You might want to do it to promote plant growth.

Nitrifying bacteria are relatively rare critters in natural environments
(or so I've read).  In biological filters we give them a steady supply
of food and specialized living quarters without direct competition, so
they thrive.  Without all that help they may not be so competitive with
plants.  Present yes, but I don't know if they would really compete very
well with the plants.

> Removing lava rock, ceramic rings, etc., would cause a temporary 
> ammonia spike, but in less than a week bacteria would catch up by growing on 
> other available surfaces.  In other words, your plan is not a long-term 
> solution.  Are there fish in the tank?  Deliberately triggering an ammonia 
> spike would be very stressful to them. Some fish (SAE's for example) simply 
> cannot tolerate ammonia spikes at all.

This is safe advice, but I'm not sure how true it is.

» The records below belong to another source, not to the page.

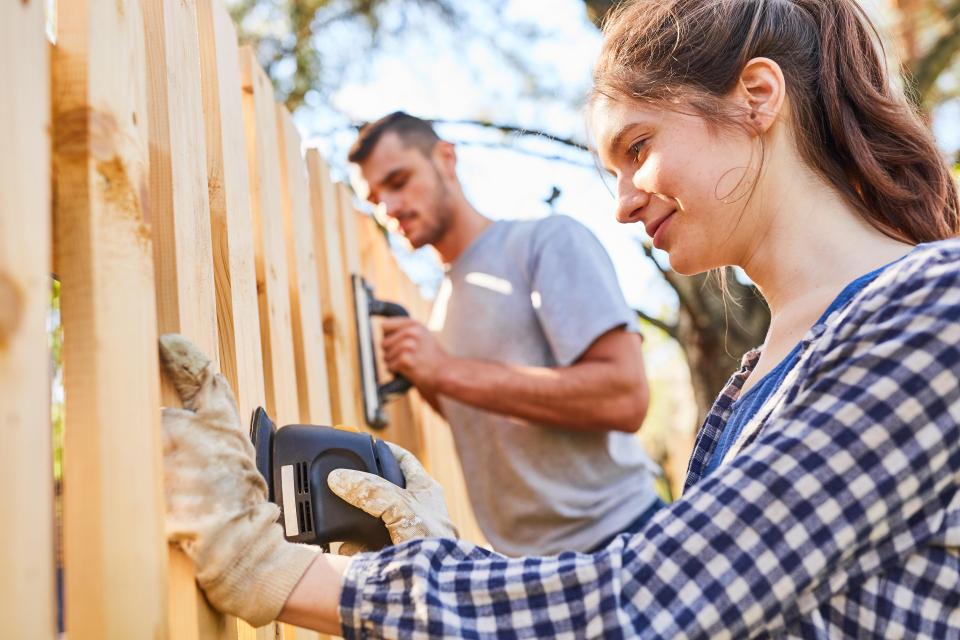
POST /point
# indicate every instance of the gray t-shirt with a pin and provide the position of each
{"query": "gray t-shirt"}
(539, 293)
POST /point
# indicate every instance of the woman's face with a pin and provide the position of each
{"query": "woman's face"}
(689, 184)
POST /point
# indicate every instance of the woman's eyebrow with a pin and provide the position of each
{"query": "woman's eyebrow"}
(618, 139)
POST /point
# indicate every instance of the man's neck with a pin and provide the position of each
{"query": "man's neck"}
(466, 226)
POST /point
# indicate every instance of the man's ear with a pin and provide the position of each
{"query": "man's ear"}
(761, 91)
(445, 156)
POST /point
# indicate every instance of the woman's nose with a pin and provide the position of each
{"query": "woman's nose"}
(630, 202)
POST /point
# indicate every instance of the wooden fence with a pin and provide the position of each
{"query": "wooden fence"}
(145, 162)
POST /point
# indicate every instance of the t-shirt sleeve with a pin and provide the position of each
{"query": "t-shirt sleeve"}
(574, 288)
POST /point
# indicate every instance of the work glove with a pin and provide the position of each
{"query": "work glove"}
(418, 511)
(217, 509)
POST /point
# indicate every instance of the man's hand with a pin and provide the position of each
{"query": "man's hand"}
(411, 350)
(217, 509)
(418, 511)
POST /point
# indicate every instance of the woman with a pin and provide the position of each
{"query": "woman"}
(822, 497)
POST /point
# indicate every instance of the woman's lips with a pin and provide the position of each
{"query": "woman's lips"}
(656, 230)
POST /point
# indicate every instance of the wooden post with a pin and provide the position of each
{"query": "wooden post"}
(270, 250)
(27, 603)
(380, 268)
(114, 544)
(335, 296)
(263, 158)
(181, 235)
(238, 327)
(304, 286)
(350, 250)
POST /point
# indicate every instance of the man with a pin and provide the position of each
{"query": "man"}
(534, 360)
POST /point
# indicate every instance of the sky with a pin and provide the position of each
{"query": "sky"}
(426, 69)
(469, 81)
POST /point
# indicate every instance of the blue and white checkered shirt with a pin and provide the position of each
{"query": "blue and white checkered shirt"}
(836, 514)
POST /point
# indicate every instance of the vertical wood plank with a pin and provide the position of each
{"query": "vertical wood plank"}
(26, 538)
(307, 317)
(350, 250)
(269, 245)
(181, 235)
(114, 547)
(381, 269)
(241, 357)
(335, 297)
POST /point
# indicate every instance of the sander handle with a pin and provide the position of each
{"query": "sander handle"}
(399, 384)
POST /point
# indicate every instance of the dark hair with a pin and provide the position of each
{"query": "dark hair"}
(852, 127)
(412, 130)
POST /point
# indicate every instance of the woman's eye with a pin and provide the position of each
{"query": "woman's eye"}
(637, 148)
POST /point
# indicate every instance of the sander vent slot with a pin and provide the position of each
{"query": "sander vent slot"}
(305, 516)
(300, 478)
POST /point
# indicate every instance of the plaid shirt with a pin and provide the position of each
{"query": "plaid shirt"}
(836, 514)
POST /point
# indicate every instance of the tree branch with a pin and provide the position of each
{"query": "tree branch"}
(669, 329)
(925, 70)
(517, 130)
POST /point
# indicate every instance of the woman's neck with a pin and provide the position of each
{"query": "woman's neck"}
(813, 245)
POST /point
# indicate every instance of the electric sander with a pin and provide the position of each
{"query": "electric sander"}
(296, 460)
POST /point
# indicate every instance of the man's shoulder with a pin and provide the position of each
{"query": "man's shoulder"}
(559, 224)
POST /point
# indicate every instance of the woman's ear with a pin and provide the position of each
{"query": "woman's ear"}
(762, 91)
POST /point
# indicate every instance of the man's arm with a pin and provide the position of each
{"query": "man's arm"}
(605, 389)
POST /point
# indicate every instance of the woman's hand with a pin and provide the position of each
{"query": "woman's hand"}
(418, 511)
(217, 509)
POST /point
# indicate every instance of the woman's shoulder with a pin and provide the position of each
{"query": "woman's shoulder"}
(924, 282)
(932, 264)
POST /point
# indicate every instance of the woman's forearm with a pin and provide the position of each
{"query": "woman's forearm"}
(314, 603)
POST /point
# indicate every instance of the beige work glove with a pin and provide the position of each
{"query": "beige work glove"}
(217, 509)
(418, 511)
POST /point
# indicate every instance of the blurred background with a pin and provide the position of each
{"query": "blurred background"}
(505, 80)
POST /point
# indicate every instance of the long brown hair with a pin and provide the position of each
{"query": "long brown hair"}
(852, 126)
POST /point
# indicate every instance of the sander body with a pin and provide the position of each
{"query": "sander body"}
(296, 460)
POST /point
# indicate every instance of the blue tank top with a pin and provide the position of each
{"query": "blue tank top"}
(749, 403)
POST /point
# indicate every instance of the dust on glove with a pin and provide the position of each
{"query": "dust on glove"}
(217, 508)
(418, 511)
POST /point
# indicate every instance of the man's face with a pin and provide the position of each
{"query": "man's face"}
(410, 188)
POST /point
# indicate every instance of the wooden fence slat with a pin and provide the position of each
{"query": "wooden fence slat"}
(181, 236)
(350, 250)
(241, 357)
(270, 250)
(26, 538)
(413, 424)
(335, 295)
(304, 287)
(114, 546)
(263, 158)
(381, 269)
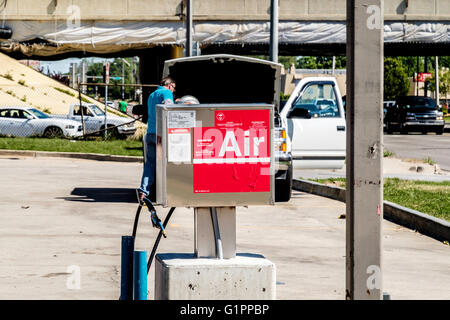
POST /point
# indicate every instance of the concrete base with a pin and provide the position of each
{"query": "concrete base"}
(184, 277)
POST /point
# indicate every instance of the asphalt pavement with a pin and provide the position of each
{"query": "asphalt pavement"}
(62, 220)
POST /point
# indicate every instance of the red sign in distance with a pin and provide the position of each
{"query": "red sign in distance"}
(234, 155)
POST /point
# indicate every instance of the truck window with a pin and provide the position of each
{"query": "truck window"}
(320, 100)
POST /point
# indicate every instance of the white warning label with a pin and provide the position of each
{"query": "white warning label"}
(179, 145)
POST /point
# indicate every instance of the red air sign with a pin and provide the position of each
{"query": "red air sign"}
(234, 155)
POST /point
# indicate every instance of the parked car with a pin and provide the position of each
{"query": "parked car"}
(190, 73)
(315, 120)
(414, 113)
(26, 121)
(94, 120)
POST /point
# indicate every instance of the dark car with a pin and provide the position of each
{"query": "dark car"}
(414, 114)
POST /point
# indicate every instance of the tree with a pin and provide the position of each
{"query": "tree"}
(396, 82)
(115, 70)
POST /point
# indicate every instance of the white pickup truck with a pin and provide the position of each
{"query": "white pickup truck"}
(94, 120)
(315, 120)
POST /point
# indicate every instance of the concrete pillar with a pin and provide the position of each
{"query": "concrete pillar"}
(364, 196)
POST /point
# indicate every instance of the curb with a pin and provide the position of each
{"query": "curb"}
(73, 155)
(438, 229)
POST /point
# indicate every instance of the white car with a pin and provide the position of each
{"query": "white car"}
(27, 121)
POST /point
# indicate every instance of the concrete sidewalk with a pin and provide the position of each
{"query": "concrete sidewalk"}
(61, 215)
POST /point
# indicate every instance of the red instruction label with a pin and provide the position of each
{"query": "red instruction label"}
(234, 155)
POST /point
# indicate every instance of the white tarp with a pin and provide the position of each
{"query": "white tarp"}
(104, 36)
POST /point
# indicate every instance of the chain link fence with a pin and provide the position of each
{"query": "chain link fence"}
(46, 108)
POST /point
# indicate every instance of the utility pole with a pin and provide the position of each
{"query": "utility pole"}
(123, 76)
(436, 78)
(273, 31)
(417, 78)
(364, 191)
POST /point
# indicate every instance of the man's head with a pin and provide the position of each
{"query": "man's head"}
(168, 83)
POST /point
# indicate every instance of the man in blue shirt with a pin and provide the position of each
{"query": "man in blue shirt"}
(162, 95)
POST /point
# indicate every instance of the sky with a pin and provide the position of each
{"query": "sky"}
(63, 66)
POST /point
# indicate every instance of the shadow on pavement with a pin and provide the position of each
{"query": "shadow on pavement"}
(102, 195)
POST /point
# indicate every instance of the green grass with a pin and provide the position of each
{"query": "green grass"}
(432, 198)
(113, 147)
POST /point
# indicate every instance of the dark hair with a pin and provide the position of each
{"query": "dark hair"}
(166, 81)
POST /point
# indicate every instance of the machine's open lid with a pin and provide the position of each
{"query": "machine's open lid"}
(223, 78)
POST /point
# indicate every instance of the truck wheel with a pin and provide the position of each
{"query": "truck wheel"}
(402, 129)
(111, 133)
(283, 188)
(53, 132)
(389, 128)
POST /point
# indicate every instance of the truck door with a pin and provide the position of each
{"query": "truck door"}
(316, 126)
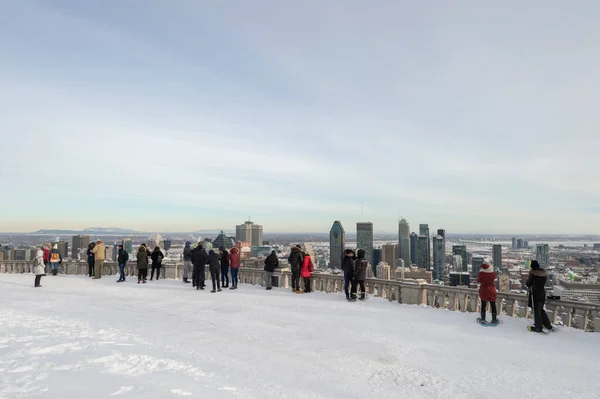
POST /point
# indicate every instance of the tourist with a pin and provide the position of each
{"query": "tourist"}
(487, 291)
(142, 264)
(224, 257)
(537, 297)
(307, 269)
(271, 263)
(360, 275)
(91, 258)
(122, 260)
(348, 268)
(234, 263)
(214, 266)
(98, 259)
(200, 258)
(157, 258)
(295, 260)
(39, 267)
(55, 259)
(187, 261)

When I first started shutting down the biological filtration on my tanks
I monitored ammonia levels fairly closely.  I never did see an ammonia
spike.  So in the last few tanks I shut down the filters on I didn't
even bother to check.  I eventually shut the filters down on 5 of my 6
tanks and lost no fish in the process.  I did lose part of a group of
congo tetras out of one tank over a period of a couple months, starting
about 6 weeks after I took filtration off their tank, but I was never
sure whether or not I should attribute that to the lack of filtration.

The toxicity of ammonia is pH-dependent.  I don't have the table with me
right now, but my recollection is that at a pH near 7 or lower (typical
of a CO2-injected tank) you could actually have a fairly high ammonia
level without risking your fish.

The "ammonia vs. nitrate" debate has come up over and over on the list. 
I remember that a few years ago someone reported that they fertilized
with urea crystals, which I think they added to the substrate.  They
reported no problems.  The Jobes spikes of which I'm so fond contain
urea.  Urea hydrolyzes to ammonia+CO2, so in effect all of us using
Jobes spikes have been adding ammonia to their tanks.  Admittedly to the
substrate, where it's likely to stay if it's put in the right place.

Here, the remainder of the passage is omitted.